23. The Special Olympics alternates between winter and summer games. The first Special Olympics World Winter Games was held in February 1977 in Steamboat Springs, Colorado.
24. The first Special Olympics World Summer Games held outside of the U.S. was hosted in Dublin, Ireland in 2003. It included 7,000 athletes from 150 countries competing in at least 18 events. They were the first games to have their own opening and closing ceremonies broadcast live, which included the President of Ireland, Mary McAleese, who said it was “a time when Ireland was at its superb best."
25. President George W. Bush signed the Special Olympics Sport and Empowerment Act into Public Law 108-406 on October 30, 2004, which gives expanded funding for the games and programs.
26. Research over the years has confirmed that participating in the Special Olympics not only improves physical condition, lowering the rate of cardiovascular disease and obesity that is especially prevalent among disabled people, but bolsters emotional and psychological health, self-esteem, feelings of connection and meaning, and social skills.
27. One of the aims of the Special Olympics is to raise awareness and help erase stigmas through exposure to persons with disabilities. In 2008, the Special Olympics and Best Buddies International kicked off the Spread the Word to End the Word campaign, encouraging people to stop using the word “retarded” in our everyday lexicon.

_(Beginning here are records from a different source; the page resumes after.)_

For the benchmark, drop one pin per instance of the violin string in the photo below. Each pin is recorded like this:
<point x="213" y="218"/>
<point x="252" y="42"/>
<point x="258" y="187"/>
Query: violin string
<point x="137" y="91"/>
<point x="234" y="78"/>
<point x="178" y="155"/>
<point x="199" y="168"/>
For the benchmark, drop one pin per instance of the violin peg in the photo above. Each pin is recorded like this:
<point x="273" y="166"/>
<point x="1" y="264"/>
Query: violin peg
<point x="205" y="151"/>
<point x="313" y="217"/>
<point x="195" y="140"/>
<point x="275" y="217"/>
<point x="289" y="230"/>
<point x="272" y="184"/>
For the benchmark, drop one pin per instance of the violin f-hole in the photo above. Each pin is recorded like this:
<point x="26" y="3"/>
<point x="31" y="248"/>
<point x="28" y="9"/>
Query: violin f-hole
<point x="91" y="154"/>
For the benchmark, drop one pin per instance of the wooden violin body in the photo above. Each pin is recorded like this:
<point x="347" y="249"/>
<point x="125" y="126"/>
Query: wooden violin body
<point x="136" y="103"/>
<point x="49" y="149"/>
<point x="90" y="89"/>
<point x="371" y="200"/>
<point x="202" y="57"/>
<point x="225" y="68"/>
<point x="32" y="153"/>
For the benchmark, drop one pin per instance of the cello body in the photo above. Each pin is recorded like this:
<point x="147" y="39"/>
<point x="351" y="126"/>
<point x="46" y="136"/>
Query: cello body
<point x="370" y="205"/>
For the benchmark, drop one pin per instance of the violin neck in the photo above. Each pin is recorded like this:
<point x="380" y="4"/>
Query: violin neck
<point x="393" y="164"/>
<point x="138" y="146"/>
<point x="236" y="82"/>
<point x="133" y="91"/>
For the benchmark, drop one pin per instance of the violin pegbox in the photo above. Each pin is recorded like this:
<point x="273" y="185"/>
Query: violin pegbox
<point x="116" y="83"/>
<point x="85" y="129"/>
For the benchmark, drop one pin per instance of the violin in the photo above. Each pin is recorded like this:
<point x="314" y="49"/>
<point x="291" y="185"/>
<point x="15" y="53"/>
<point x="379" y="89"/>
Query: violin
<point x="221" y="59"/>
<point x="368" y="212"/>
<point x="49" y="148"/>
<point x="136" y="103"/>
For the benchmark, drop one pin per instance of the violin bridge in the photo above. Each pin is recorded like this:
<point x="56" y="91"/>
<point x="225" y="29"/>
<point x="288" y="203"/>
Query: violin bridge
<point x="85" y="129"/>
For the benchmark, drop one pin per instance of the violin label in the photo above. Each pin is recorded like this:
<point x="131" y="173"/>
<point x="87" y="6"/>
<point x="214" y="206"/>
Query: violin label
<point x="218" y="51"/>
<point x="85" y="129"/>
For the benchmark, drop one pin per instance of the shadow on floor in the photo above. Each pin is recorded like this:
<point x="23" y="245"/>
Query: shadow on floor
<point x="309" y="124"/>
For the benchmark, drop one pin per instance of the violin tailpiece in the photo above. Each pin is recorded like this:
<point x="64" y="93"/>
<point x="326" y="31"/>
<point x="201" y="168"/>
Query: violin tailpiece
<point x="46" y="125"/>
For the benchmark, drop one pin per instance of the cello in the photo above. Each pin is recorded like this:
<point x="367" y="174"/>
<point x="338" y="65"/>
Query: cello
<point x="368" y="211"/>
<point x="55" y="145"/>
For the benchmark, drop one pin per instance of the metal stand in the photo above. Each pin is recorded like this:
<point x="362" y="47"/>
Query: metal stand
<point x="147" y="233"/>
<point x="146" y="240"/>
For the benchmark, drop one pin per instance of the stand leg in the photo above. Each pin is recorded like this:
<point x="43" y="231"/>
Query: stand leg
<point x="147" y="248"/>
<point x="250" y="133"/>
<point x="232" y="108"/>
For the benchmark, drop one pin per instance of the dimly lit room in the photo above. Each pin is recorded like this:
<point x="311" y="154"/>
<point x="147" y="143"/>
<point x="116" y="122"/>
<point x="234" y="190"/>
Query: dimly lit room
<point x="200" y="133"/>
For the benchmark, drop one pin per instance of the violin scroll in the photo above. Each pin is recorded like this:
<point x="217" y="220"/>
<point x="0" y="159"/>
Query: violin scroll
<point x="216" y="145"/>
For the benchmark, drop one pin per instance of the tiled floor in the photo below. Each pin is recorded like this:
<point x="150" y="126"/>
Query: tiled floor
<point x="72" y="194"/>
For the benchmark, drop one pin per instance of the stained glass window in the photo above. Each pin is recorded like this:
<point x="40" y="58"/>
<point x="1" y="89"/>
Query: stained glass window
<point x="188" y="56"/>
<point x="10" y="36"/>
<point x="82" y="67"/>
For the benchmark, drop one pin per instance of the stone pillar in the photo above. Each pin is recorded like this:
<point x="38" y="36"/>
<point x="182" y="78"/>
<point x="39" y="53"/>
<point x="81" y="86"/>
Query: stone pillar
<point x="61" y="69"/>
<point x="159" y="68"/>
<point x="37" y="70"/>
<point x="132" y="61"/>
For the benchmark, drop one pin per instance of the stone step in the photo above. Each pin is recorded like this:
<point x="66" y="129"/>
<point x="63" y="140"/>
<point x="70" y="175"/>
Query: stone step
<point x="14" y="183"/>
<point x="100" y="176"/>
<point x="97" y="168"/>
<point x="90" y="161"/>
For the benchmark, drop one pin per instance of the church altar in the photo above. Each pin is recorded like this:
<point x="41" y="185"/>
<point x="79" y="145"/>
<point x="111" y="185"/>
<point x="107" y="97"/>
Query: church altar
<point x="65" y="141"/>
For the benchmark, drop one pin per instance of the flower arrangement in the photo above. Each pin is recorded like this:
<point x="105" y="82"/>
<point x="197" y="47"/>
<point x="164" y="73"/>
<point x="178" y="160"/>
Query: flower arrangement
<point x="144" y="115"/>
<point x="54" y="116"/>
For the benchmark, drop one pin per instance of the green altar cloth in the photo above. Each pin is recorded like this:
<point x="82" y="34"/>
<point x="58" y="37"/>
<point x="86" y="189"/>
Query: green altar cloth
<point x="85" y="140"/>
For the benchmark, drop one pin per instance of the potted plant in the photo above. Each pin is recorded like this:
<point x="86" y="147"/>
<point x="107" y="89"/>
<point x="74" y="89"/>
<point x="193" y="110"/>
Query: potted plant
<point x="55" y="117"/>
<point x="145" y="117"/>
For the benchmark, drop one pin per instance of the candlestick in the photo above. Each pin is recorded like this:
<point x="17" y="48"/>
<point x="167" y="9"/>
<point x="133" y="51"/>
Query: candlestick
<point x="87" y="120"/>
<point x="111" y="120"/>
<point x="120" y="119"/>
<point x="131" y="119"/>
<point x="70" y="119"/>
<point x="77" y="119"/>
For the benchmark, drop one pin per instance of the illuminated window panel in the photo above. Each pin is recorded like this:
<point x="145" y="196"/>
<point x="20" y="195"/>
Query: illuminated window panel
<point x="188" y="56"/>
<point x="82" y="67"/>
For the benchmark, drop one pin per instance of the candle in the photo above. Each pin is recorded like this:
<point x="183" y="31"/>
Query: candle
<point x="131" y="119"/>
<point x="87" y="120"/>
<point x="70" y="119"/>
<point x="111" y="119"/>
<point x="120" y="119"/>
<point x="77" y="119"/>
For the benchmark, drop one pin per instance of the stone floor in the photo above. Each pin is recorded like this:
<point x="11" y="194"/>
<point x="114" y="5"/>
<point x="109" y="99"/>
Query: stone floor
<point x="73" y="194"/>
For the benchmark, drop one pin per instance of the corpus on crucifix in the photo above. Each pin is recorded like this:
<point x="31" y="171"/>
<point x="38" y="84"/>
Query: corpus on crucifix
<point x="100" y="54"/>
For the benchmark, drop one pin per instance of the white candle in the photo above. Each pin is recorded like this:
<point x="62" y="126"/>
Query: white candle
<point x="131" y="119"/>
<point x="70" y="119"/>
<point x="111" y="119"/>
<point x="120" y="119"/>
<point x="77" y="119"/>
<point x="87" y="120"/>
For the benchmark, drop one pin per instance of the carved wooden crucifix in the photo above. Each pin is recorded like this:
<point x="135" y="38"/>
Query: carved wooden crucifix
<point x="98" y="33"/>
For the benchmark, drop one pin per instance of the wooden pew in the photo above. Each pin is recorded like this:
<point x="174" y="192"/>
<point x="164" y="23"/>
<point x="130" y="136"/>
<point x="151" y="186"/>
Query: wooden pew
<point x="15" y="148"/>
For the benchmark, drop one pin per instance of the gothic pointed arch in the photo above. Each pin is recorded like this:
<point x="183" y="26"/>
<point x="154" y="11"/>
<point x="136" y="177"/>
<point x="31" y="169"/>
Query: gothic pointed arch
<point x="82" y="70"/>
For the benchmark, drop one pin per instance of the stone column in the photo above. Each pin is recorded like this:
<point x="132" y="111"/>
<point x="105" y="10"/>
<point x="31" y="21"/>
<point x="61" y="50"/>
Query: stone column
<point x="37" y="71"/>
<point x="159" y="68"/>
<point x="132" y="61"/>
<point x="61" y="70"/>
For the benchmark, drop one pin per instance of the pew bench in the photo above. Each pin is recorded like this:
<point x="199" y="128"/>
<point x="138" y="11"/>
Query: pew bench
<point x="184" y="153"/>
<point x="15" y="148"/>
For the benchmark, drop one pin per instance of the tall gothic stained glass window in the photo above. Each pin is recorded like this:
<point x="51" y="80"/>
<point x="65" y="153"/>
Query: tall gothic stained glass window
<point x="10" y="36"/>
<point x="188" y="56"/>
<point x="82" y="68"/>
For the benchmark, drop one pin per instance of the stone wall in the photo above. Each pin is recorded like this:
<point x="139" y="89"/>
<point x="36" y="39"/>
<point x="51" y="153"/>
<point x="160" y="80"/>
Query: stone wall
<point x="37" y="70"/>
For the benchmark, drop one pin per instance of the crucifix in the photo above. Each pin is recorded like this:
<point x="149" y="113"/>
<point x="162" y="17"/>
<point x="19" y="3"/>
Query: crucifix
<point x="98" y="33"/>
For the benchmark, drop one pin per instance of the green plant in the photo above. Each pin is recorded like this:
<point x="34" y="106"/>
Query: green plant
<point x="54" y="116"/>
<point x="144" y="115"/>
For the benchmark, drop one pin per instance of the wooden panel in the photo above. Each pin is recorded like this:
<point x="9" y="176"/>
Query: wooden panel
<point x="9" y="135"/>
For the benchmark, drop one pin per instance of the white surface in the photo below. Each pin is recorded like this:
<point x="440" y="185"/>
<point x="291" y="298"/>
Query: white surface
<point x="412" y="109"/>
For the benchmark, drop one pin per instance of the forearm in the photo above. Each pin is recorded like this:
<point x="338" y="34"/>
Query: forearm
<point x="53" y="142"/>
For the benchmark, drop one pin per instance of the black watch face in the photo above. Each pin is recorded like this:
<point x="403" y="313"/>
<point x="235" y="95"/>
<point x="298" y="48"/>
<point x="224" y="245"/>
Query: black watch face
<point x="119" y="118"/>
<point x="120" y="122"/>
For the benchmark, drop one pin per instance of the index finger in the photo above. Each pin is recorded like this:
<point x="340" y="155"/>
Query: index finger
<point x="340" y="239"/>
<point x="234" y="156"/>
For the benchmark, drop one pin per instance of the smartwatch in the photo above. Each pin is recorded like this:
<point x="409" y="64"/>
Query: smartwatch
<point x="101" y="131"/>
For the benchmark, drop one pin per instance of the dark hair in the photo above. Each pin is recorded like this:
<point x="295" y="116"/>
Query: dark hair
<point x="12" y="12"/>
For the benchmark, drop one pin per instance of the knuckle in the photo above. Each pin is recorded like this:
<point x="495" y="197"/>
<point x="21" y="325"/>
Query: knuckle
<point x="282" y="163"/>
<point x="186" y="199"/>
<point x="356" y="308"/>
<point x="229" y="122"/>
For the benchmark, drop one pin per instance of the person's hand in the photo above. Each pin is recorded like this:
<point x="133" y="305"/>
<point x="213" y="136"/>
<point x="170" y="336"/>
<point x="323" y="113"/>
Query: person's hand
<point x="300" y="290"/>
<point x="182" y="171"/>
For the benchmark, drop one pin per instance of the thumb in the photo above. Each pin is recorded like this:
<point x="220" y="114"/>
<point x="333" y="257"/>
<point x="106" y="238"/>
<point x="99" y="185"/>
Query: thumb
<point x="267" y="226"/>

28. In recent years, the Special Olympics has launched a movement called Unified Sports, where athletes with intellectual disabilities train, play, and compete along side and among athletes without disabilities. The concept has proven invaluable for all participants, fostering understanding, compassion, involvement, and erasing negative stereotypes. More than half a million people worldwide now participate in Unified Sports.
29. The official mission statement of the Special Olympics:
“The mission of Special Olympics is to provide year-round sports training and athletic competition in a variety of Olympic-type sports for children and adults with intellectual disabilities, giving them continuing opportunities to develop physical fitness, demonstrate courage, experience joy and participate in a sharing of gifts, skills and friendship with their families, other Special Olympics athletes and the community.”
30. The next games will be the S.E. World Winter Games, held in Graz and Schladming, Austria from March 14-25, 2017.